Understanding monomials is crucial when you're dealing with expressions that will undergo operations such as exponentiation. In our exercise, the monomial \[-\left( x y^{2} z^{3} \right)\]is raised to a power. Hence, recognizing the structure of a monomial helps in efficiently applying mathematical rules, like those involved with powers, to simplify and solve algebraic expressions.

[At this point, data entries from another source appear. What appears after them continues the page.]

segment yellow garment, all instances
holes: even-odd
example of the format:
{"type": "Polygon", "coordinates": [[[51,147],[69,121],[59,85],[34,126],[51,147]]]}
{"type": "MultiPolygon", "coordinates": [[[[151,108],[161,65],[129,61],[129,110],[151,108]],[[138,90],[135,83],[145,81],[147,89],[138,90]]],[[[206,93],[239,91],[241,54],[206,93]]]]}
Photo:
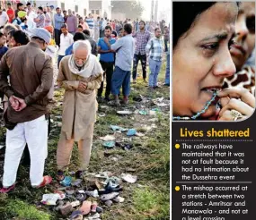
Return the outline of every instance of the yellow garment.
{"type": "Polygon", "coordinates": [[[56,46],[56,42],[54,39],[50,39],[49,44],[49,45],[52,45],[52,46],[56,46]]]}
{"type": "Polygon", "coordinates": [[[19,18],[23,18],[23,17],[25,17],[26,15],[27,15],[27,13],[24,12],[24,11],[19,11],[19,12],[18,12],[18,17],[19,17],[19,18]]]}

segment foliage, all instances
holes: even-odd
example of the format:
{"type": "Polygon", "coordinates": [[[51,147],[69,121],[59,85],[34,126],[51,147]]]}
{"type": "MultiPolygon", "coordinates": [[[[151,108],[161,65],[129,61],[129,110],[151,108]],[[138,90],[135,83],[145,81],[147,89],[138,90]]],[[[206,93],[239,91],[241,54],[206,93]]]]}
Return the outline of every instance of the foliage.
{"type": "Polygon", "coordinates": [[[139,1],[111,1],[112,13],[122,13],[127,18],[132,20],[139,19],[143,13],[144,7],[139,1]]]}

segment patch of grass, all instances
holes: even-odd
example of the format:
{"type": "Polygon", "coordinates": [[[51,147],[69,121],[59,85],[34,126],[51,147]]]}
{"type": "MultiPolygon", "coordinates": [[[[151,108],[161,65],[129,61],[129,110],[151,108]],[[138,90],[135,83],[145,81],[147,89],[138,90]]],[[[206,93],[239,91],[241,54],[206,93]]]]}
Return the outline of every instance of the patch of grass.
{"type": "Polygon", "coordinates": [[[38,210],[35,207],[31,206],[19,199],[10,199],[5,206],[5,212],[18,219],[26,220],[49,220],[50,216],[45,212],[38,210]]]}
{"type": "Polygon", "coordinates": [[[134,191],[133,202],[142,216],[140,219],[169,219],[170,206],[166,196],[161,191],[147,188],[137,189],[134,191]]]}
{"type": "MultiPolygon", "coordinates": [[[[138,72],[141,73],[140,68],[138,68],[138,72]]],[[[149,71],[147,72],[149,73],[149,71]]],[[[164,65],[163,65],[159,81],[163,82],[164,80],[164,74],[165,70],[164,65]]],[[[131,85],[130,104],[128,106],[116,108],[108,107],[105,103],[99,104],[99,113],[104,113],[105,116],[98,117],[94,126],[93,144],[88,172],[109,171],[118,177],[122,173],[137,176],[137,182],[135,184],[127,182],[121,184],[123,191],[120,196],[125,198],[124,203],[114,203],[111,207],[106,207],[102,202],[99,201],[99,205],[104,209],[104,212],[101,215],[101,219],[103,220],[170,219],[169,109],[159,107],[161,112],[155,115],[154,122],[149,120],[154,117],[153,115],[131,114],[120,116],[116,113],[118,109],[135,111],[136,108],[141,109],[141,106],[145,106],[145,108],[148,109],[157,107],[152,106],[151,103],[133,102],[133,97],[139,95],[147,98],[163,97],[164,99],[168,99],[170,97],[169,88],[154,90],[152,94],[149,94],[147,88],[145,87],[146,84],[142,80],[139,78],[136,85],[131,85]],[[146,126],[152,126],[153,123],[157,127],[150,131],[145,128],[146,126]],[[114,131],[110,128],[110,124],[127,129],[136,128],[137,131],[145,133],[146,137],[132,137],[130,140],[126,140],[125,142],[134,146],[128,151],[117,147],[112,149],[105,148],[102,146],[102,140],[99,140],[99,137],[114,134],[114,131]],[[118,159],[114,161],[113,157],[118,159]],[[144,187],[138,188],[138,184],[144,187]]],[[[49,156],[46,160],[45,174],[49,174],[52,177],[55,177],[57,172],[56,152],[61,129],[57,126],[61,117],[56,116],[61,115],[62,106],[60,103],[63,101],[63,96],[64,89],[55,91],[54,99],[56,103],[53,105],[51,112],[53,124],[49,139],[49,156]]],[[[122,138],[128,138],[126,132],[116,133],[115,136],[117,141],[120,141],[122,138]]],[[[2,142],[2,140],[4,142],[5,129],[0,127],[0,142],[2,142]]],[[[1,160],[3,158],[0,157],[1,160]]],[[[76,171],[77,167],[78,150],[77,144],[75,144],[68,170],[76,171]]],[[[3,166],[1,165],[0,173],[2,175],[3,166]]],[[[0,194],[0,219],[64,219],[65,217],[59,213],[50,211],[49,207],[43,206],[38,208],[35,205],[41,200],[43,194],[52,193],[56,190],[57,182],[54,180],[53,184],[43,189],[32,189],[29,176],[29,167],[20,165],[15,190],[8,195],[0,194]]]]}

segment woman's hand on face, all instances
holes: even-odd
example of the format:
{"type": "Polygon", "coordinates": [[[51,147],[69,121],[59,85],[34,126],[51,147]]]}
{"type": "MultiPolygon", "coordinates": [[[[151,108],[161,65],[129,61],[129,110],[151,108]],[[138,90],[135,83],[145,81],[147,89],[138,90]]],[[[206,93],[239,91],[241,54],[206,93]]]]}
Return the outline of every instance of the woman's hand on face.
{"type": "Polygon", "coordinates": [[[234,111],[242,114],[240,120],[250,117],[255,108],[255,97],[246,89],[228,88],[218,92],[222,109],[219,112],[219,121],[234,121],[234,111]]]}

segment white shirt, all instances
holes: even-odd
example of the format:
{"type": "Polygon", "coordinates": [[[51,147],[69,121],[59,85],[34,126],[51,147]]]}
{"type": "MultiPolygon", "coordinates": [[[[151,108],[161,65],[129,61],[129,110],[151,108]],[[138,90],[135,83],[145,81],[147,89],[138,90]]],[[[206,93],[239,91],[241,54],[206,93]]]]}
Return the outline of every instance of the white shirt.
{"type": "Polygon", "coordinates": [[[4,26],[6,21],[9,21],[8,14],[5,12],[2,12],[2,14],[0,15],[0,27],[4,26]]]}
{"type": "Polygon", "coordinates": [[[65,55],[67,47],[74,43],[73,37],[70,33],[67,33],[66,36],[64,36],[64,34],[60,35],[59,55],[65,55]]]}
{"type": "Polygon", "coordinates": [[[37,16],[38,15],[34,11],[31,11],[29,16],[27,16],[27,25],[29,30],[35,29],[37,27],[36,23],[34,22],[34,18],[36,18],[37,16]]]}
{"type": "Polygon", "coordinates": [[[105,30],[106,26],[107,26],[107,21],[104,19],[102,21],[102,29],[105,30]]]}

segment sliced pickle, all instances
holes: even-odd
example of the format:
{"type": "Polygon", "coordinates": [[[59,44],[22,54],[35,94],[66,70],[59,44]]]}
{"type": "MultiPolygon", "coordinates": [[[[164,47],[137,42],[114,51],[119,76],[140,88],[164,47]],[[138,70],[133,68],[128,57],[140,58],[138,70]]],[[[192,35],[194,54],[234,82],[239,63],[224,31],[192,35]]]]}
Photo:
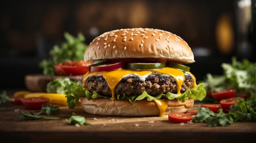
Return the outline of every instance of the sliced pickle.
{"type": "Polygon", "coordinates": [[[128,63],[126,64],[126,68],[135,70],[149,70],[160,69],[165,67],[165,63],[128,63]]]}
{"type": "Polygon", "coordinates": [[[166,63],[166,66],[174,68],[179,69],[180,70],[189,72],[190,70],[190,67],[184,65],[182,64],[175,64],[171,62],[167,62],[166,63]]]}

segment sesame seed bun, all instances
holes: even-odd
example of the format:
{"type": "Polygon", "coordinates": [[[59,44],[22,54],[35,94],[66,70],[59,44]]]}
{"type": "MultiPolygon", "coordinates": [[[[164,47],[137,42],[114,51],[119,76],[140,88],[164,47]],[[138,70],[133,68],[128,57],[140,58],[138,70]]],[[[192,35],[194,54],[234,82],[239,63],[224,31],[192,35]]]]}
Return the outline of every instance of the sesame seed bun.
{"type": "Polygon", "coordinates": [[[148,28],[106,32],[92,42],[84,55],[85,61],[152,57],[180,63],[195,62],[191,48],[180,37],[168,31],[148,28]]]}

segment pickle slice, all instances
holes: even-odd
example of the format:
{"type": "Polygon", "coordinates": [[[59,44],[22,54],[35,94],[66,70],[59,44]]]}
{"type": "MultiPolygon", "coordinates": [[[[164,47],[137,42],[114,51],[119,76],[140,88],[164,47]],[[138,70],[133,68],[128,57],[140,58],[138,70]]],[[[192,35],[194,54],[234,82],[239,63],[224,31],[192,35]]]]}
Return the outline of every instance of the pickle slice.
{"type": "Polygon", "coordinates": [[[190,70],[190,67],[184,65],[182,64],[175,64],[173,63],[167,62],[166,66],[171,68],[174,68],[180,70],[189,72],[190,70]]]}
{"type": "Polygon", "coordinates": [[[128,63],[126,64],[126,68],[135,70],[149,70],[163,68],[165,67],[165,63],[128,63]]]}

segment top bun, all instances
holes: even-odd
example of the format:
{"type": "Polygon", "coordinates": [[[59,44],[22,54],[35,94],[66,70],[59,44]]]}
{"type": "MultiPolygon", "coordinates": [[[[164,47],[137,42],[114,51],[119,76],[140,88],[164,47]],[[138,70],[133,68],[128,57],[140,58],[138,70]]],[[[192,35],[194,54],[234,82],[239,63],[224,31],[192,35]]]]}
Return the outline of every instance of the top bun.
{"type": "Polygon", "coordinates": [[[166,58],[180,63],[195,62],[191,48],[180,37],[149,28],[105,32],[93,40],[84,55],[85,61],[125,58],[166,58]]]}

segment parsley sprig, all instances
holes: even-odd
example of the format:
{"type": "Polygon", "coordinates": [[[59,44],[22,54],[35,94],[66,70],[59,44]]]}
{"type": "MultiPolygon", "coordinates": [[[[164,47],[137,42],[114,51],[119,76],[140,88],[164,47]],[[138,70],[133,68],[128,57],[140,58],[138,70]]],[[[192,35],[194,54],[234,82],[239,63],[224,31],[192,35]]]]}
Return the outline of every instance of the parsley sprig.
{"type": "Polygon", "coordinates": [[[53,120],[69,117],[70,116],[61,115],[58,117],[55,118],[45,118],[40,116],[41,114],[45,112],[47,115],[49,116],[51,114],[56,114],[60,110],[58,106],[54,106],[53,105],[46,105],[44,104],[42,105],[42,110],[38,113],[34,114],[33,112],[29,111],[30,114],[25,113],[24,112],[20,112],[21,115],[19,118],[20,120],[33,120],[33,119],[41,119],[43,120],[53,120]]]}
{"type": "Polygon", "coordinates": [[[238,97],[238,103],[230,106],[230,110],[225,113],[222,109],[214,113],[208,108],[198,106],[198,112],[193,117],[194,122],[207,123],[209,127],[226,126],[234,122],[243,120],[256,119],[256,101],[245,101],[238,97]]]}

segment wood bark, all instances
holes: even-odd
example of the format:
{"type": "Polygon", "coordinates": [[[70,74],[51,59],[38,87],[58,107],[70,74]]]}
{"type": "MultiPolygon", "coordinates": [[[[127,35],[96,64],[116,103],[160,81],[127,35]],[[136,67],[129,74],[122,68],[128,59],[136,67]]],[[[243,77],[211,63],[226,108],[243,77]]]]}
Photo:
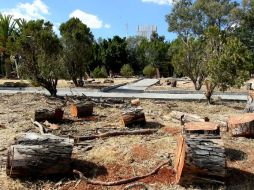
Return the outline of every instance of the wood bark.
{"type": "Polygon", "coordinates": [[[189,122],[183,127],[187,134],[220,135],[219,125],[212,122],[189,122]]]}
{"type": "Polygon", "coordinates": [[[235,137],[254,137],[254,113],[231,116],[228,129],[235,137]]]}
{"type": "Polygon", "coordinates": [[[127,110],[122,113],[122,124],[125,127],[140,127],[146,124],[145,114],[140,110],[127,110]]]}
{"type": "Polygon", "coordinates": [[[59,122],[63,119],[64,111],[61,108],[56,109],[37,109],[34,113],[35,121],[59,122]]]}
{"type": "Polygon", "coordinates": [[[71,172],[74,140],[52,134],[24,133],[8,149],[6,174],[44,176],[71,172]]]}
{"type": "Polygon", "coordinates": [[[180,136],[174,167],[176,182],[181,185],[223,183],[226,157],[222,140],[200,135],[180,136]]]}
{"type": "Polygon", "coordinates": [[[72,104],[70,107],[70,113],[73,117],[86,117],[93,114],[93,102],[72,104]]]}
{"type": "Polygon", "coordinates": [[[189,114],[189,113],[180,112],[180,111],[172,111],[170,115],[173,118],[173,120],[181,121],[182,125],[184,125],[187,122],[207,122],[207,121],[209,121],[208,117],[201,117],[199,115],[189,114]]]}

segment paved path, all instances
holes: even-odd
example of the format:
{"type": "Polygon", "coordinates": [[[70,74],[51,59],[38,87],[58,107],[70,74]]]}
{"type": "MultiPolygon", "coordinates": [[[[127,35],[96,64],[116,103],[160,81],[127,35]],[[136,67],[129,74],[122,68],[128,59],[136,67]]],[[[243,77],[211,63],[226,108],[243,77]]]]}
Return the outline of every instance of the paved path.
{"type": "Polygon", "coordinates": [[[126,84],[124,86],[115,88],[110,92],[126,92],[126,93],[144,92],[149,86],[152,86],[157,82],[159,82],[158,79],[142,79],[138,82],[126,84]]]}
{"type": "MultiPolygon", "coordinates": [[[[43,93],[49,94],[47,90],[43,88],[0,88],[0,93],[13,94],[13,93],[43,93]]],[[[84,88],[60,88],[58,89],[57,95],[78,95],[85,94],[89,97],[105,97],[105,98],[140,98],[140,99],[166,99],[166,100],[205,100],[205,96],[202,93],[196,94],[168,94],[168,93],[119,93],[119,92],[100,92],[93,89],[84,88]]],[[[246,101],[246,94],[223,94],[217,93],[213,97],[220,97],[222,100],[235,100],[235,101],[246,101]]]]}

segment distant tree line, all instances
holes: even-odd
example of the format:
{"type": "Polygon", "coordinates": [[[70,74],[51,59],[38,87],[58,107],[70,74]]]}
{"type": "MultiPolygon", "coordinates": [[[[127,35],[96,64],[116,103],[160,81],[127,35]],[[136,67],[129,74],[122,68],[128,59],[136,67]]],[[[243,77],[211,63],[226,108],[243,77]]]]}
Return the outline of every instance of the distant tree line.
{"type": "Polygon", "coordinates": [[[94,39],[78,18],[60,25],[60,34],[43,20],[25,21],[0,14],[0,75],[12,71],[56,95],[60,78],[76,86],[83,78],[109,75],[188,76],[196,90],[240,86],[253,70],[254,0],[179,0],[166,15],[171,42],[153,32],[94,39]]]}

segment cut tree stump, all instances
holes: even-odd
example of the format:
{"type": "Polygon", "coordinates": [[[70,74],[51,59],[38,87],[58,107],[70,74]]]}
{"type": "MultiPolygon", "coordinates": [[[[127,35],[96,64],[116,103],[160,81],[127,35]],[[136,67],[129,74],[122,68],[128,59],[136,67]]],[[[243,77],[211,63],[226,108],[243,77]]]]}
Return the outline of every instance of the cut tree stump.
{"type": "Polygon", "coordinates": [[[183,132],[187,134],[220,135],[219,125],[212,122],[189,122],[185,123],[183,132]]]}
{"type": "Polygon", "coordinates": [[[234,137],[254,137],[254,113],[231,116],[228,129],[234,137]]]}
{"type": "Polygon", "coordinates": [[[184,125],[187,122],[207,122],[209,121],[208,117],[201,117],[199,115],[195,114],[189,114],[185,112],[180,112],[180,111],[172,111],[170,113],[173,121],[177,120],[180,121],[182,125],[184,125]]]}
{"type": "Polygon", "coordinates": [[[180,136],[174,169],[181,185],[223,184],[226,173],[225,149],[221,139],[207,136],[180,136]]]}
{"type": "Polygon", "coordinates": [[[64,111],[61,108],[56,109],[37,109],[34,113],[35,121],[59,122],[63,119],[64,111]]]}
{"type": "Polygon", "coordinates": [[[72,104],[70,107],[70,113],[73,117],[85,117],[93,114],[93,102],[72,104]]]}
{"type": "Polygon", "coordinates": [[[74,140],[52,134],[24,133],[8,149],[6,174],[10,177],[46,176],[71,172],[74,140]]]}
{"type": "Polygon", "coordinates": [[[142,127],[146,124],[144,112],[138,108],[130,108],[122,112],[121,122],[125,127],[142,127]]]}

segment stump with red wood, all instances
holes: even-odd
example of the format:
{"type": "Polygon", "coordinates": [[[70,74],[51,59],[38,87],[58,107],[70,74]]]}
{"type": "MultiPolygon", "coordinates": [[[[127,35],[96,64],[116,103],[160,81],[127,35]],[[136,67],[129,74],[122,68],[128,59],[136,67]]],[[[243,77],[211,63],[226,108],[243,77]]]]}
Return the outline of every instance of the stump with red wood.
{"type": "Polygon", "coordinates": [[[121,122],[125,127],[142,127],[146,124],[146,118],[141,109],[129,108],[122,112],[121,122]]]}
{"type": "Polygon", "coordinates": [[[35,121],[59,122],[63,119],[64,111],[61,108],[37,109],[34,113],[35,121]]]}
{"type": "Polygon", "coordinates": [[[254,137],[254,113],[231,116],[228,129],[235,137],[254,137]]]}
{"type": "Polygon", "coordinates": [[[93,114],[93,102],[76,103],[70,107],[70,113],[73,117],[86,117],[93,114]]]}
{"type": "Polygon", "coordinates": [[[180,136],[174,169],[181,185],[223,183],[226,157],[222,140],[217,136],[180,136]]]}
{"type": "Polygon", "coordinates": [[[46,176],[72,171],[74,140],[52,134],[24,133],[8,149],[6,174],[10,177],[46,176]]]}
{"type": "Polygon", "coordinates": [[[213,122],[185,123],[183,132],[187,134],[220,135],[219,125],[213,122]]]}

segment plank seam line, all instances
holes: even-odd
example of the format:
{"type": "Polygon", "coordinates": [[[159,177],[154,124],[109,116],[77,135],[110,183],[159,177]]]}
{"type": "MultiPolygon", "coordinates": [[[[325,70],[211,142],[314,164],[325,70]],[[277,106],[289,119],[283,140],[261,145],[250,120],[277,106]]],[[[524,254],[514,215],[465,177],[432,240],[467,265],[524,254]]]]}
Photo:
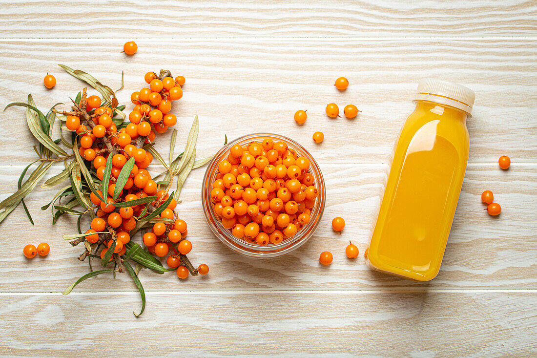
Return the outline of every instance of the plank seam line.
{"type": "MultiPolygon", "coordinates": [[[[537,288],[533,289],[384,289],[380,290],[240,290],[237,291],[151,291],[145,292],[146,295],[266,295],[270,293],[278,294],[308,294],[308,295],[350,295],[350,294],[372,294],[372,293],[537,293],[537,288]]],[[[70,296],[107,296],[107,295],[138,295],[137,291],[119,291],[117,292],[72,292],[70,296]]],[[[63,296],[60,292],[0,292],[0,297],[2,296],[63,296]]]]}
{"type": "MultiPolygon", "coordinates": [[[[150,41],[153,42],[168,42],[169,41],[244,41],[255,40],[256,41],[296,41],[299,40],[317,40],[317,41],[401,41],[409,40],[537,40],[537,36],[379,36],[370,37],[169,37],[165,38],[155,39],[147,37],[129,37],[129,40],[138,41],[150,41]]],[[[102,41],[125,41],[126,38],[99,38],[99,37],[64,37],[64,38],[45,38],[45,37],[21,37],[21,38],[0,38],[0,41],[23,42],[26,41],[43,41],[46,42],[55,42],[62,41],[77,41],[79,40],[88,40],[90,41],[99,40],[102,41]]]]}

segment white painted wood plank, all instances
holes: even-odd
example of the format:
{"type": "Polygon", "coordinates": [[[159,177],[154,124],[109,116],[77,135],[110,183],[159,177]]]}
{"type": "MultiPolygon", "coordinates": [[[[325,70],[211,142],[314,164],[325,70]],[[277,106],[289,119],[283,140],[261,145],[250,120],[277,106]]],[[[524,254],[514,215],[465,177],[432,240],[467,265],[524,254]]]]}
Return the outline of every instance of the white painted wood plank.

The power rule is an essential rule in algebra that simplifies the process of raising terms to a power. It states that when you raise a power to another power, you multiply the exponents.
This rule applies whether you are working with one variable or several variables within a term. Mathematically, the power rule can be expressed as: - For a single term, \((x^m)^n = x^{m \times n}\)
This means you take the exponent \(m\) and multiply it by \(n\) to get the new exponent.
In the exercise solution, the power rule is crucial when calculating each component inside the parentheses. Each base variable (such as \(x\), \(y^2\), \(z^3\)) is raised to the 8th power by multiplying the existing powers by 8:

• \(x^{1 \times 8} = x^{8}\)
• \(y^{2 \times 8} = y^{16}\)
• \(z^{3 \times 8} = z^{24}\)

Utilizing the power rule reduces complex expressions into simpler, manageable terms, making further algebraic operations more straightforward.

Handling a negative sign in mathematical expressions is straightforward yet important, especially as it can change the outcome of calculations. When a negative sign precedes an expression or a monomial, it indicates that the entire result should be negated.
In the exercise given \[-\left( x y^{2} z^{3} \right)^{8}\], the negative sign outside the parentheses means that after calculating the powers of each term, we multiply the results by \(-1\). During exponentiation, the negative sign is treated independently from the powers applied to the variables within the monomial, and it applies to the final product of the raised expression.
As outlined in the solution, after computing the powers:

• \(x^{8}\)
• \(y^{16}\)
• \(z^{24}\)

The expression is finalized by applying the negative sign: \(- x^8 y^{16} z^{24}\).This demonstrates not only the necessity of handling the negative sign correctly but also its capacity to affect the overall sign of the expression's product.